Виктор Точинов
Резервная столица. Малой кровью
Пролог. Последний день високосного года
(31 декабря 1940 года)
Эпизод 1. Утро. Волк-одиночка
Вечером и в начале ночи прошел снег, причем такой, что лучше и не придумаешь, — до полуночи выпало немного, пальца на полтора, а потом снегопад прекратился. Все старые отметины, испещрявшие белое покрывало, исчезли, остались лишь следы этой ночи, и можно было по ним прочитать, словно в книге, что происходило недавно в степи, и на курганах, и в уреме безымянного ручья, сбегавшего к Волге: зимняя заснеженная степь только днем кажется безжизненной, сколько в нее ни всматривайся, не увидишь никакого движения, — а ночью здесь жизнь кипит.
Разумеется, надо уметь читать эту снежную книгу. Выросшему в городе человеку не понять письмена, раскинувшиеся на бескрайней белой странице.
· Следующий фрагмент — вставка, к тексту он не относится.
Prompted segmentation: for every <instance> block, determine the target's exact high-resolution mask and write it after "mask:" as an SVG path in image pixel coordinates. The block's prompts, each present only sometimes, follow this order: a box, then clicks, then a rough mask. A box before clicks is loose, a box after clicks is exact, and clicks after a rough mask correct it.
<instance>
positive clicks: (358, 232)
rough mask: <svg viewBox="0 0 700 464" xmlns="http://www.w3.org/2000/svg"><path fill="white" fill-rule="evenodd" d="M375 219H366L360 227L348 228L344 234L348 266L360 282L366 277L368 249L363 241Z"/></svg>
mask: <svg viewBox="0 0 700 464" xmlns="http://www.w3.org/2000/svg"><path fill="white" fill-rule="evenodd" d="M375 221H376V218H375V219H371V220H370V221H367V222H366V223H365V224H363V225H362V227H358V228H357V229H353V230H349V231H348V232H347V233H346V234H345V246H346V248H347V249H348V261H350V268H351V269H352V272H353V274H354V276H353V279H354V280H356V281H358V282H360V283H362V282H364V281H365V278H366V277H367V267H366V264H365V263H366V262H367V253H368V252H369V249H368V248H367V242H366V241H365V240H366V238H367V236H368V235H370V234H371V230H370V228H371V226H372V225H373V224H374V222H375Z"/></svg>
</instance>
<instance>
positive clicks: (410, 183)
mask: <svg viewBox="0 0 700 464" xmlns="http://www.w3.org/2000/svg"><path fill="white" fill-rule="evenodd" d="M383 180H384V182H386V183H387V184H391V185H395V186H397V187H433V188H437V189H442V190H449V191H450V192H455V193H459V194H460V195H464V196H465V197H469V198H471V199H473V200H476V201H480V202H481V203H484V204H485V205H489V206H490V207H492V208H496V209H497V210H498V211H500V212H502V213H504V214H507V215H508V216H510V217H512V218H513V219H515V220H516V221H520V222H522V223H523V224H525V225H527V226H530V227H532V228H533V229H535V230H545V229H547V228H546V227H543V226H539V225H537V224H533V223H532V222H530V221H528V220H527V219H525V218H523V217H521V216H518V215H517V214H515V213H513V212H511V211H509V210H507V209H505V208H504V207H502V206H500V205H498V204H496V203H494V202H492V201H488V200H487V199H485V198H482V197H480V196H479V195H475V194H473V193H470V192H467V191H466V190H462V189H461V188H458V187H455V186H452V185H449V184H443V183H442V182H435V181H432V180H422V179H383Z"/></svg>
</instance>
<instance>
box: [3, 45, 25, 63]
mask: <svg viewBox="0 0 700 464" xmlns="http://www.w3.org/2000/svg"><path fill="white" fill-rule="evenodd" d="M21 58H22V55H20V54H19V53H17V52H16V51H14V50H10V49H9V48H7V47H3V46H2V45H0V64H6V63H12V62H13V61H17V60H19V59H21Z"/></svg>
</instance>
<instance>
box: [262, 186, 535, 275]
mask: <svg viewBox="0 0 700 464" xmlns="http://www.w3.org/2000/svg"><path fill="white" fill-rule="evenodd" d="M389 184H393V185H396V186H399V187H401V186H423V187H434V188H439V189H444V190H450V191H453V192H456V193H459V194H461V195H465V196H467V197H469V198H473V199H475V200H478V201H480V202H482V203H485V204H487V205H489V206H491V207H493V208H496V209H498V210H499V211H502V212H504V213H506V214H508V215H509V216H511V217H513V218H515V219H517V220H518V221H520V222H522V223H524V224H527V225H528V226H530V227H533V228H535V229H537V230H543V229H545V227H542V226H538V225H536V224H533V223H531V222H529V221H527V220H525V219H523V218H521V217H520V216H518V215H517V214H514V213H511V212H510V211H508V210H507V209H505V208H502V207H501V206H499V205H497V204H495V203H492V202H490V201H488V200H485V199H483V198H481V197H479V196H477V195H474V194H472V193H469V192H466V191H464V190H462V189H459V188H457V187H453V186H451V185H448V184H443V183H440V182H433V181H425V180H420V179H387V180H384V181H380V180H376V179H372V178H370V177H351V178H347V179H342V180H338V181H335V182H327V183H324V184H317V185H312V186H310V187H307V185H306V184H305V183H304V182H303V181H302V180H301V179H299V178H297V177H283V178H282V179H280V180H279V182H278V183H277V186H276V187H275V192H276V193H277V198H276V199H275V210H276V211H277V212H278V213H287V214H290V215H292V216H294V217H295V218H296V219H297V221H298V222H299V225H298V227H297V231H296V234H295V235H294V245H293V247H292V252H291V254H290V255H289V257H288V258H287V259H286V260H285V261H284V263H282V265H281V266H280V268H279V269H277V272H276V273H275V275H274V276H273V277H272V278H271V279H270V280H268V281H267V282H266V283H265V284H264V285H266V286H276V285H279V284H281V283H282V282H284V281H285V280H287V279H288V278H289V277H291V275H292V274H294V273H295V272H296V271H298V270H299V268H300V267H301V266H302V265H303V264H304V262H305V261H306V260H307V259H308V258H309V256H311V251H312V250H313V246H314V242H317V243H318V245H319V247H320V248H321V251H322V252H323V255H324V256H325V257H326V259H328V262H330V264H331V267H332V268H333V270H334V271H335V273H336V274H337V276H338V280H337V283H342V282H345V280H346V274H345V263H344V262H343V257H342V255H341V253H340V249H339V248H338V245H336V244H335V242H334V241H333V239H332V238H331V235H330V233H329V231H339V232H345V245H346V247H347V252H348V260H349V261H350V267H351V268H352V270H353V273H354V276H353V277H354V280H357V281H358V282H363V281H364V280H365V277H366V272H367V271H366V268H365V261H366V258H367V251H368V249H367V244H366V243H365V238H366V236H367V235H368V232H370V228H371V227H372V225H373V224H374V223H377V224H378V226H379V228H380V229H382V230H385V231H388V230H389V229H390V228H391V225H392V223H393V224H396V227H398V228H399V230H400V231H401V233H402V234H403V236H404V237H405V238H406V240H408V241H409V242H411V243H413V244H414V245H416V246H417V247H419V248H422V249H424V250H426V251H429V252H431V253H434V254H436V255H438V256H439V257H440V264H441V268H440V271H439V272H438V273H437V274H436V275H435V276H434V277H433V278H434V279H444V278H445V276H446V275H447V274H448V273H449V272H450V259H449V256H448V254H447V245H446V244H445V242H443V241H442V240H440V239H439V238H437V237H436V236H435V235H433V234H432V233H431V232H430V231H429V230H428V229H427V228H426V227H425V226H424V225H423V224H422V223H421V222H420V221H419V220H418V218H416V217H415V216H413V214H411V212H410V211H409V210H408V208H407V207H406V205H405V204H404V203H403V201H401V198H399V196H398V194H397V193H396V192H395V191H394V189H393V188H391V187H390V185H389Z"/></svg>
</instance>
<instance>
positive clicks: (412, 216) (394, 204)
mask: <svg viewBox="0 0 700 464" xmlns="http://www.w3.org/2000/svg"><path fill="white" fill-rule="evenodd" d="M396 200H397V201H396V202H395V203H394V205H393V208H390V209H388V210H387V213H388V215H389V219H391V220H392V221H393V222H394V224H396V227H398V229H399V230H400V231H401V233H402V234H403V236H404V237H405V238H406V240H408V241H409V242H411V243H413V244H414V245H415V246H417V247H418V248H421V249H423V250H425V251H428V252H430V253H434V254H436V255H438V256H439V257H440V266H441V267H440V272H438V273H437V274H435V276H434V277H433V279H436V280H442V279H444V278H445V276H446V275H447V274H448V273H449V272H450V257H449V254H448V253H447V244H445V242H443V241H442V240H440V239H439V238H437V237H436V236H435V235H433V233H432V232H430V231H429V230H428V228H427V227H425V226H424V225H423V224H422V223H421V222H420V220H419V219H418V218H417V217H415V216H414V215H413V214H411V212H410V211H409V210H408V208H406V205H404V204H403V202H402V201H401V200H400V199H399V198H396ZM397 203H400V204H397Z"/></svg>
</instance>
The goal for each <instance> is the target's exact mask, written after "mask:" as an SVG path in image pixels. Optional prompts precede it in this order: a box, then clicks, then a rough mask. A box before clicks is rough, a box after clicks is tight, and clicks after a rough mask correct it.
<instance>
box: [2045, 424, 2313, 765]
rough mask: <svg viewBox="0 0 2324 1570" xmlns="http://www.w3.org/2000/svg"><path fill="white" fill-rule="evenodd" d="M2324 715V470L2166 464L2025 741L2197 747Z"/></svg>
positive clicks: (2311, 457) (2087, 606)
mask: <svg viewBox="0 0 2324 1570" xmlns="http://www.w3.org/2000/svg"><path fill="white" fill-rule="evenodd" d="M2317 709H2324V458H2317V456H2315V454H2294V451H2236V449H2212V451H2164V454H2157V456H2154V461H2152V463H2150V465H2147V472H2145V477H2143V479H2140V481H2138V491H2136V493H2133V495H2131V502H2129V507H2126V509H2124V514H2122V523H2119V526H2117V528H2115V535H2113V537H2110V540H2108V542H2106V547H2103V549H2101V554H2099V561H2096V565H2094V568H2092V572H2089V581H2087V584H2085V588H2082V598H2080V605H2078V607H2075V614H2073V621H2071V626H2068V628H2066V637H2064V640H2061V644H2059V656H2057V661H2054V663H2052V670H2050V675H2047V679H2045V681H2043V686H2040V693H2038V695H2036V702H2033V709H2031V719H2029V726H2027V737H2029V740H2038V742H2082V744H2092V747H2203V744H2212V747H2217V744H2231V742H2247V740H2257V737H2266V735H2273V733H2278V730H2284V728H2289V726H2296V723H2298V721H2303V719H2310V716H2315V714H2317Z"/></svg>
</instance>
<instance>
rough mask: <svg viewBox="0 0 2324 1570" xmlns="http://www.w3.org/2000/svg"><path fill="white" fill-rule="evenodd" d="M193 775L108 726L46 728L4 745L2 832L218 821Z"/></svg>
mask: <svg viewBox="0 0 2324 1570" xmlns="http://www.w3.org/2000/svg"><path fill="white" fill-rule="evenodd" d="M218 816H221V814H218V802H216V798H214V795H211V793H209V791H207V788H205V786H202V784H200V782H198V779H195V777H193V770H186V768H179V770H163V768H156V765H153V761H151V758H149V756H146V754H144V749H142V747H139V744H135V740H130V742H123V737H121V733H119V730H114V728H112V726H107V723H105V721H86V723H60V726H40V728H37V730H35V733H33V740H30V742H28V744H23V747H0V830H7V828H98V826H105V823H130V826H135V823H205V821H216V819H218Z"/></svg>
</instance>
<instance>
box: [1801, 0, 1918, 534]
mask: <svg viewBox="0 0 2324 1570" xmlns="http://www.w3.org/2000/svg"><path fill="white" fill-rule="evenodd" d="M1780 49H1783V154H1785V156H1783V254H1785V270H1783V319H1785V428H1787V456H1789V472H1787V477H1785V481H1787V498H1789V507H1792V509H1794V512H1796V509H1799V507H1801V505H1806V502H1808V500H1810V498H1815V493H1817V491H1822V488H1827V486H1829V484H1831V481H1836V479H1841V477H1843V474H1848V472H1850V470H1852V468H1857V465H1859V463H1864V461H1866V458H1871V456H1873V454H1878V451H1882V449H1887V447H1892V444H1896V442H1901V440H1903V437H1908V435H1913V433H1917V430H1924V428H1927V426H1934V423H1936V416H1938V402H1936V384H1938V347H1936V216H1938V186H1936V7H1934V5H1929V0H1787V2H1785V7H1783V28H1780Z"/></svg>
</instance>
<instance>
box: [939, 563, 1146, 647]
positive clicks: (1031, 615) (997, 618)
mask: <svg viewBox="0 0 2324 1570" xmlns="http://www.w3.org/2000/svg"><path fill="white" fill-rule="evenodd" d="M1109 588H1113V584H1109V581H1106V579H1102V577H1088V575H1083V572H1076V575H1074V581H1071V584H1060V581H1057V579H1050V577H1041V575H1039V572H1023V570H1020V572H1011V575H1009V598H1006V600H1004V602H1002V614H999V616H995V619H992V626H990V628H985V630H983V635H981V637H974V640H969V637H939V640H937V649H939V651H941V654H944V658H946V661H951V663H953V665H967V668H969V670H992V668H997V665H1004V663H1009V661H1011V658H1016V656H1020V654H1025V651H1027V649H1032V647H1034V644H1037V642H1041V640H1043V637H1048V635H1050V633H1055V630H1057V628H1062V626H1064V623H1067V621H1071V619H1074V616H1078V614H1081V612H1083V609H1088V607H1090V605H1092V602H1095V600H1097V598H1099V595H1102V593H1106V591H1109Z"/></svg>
Но Бикхан вырос в степи и мог, не затруднившись, рассказать обо всём, что происходило здесь под покровом темноты.
Вот тут, например, лиса (не степной корсак, судя по размеру отпечатков лап, а самая настоящая огневка) охотилась на мышь-полевку. Бикхан чуть ли не зримо видел, как лисица застывала, чутко улавливая доносящиеся из-под снежного покрова еле слышные звуки, — а потом стремглав бросалась раскапывать снег передними лапами, и лишь четвертая попытка стала удачной: в том месте крохотное, едва различимое пятнышко крови свидетельствовало о незавидной судьбе полевки.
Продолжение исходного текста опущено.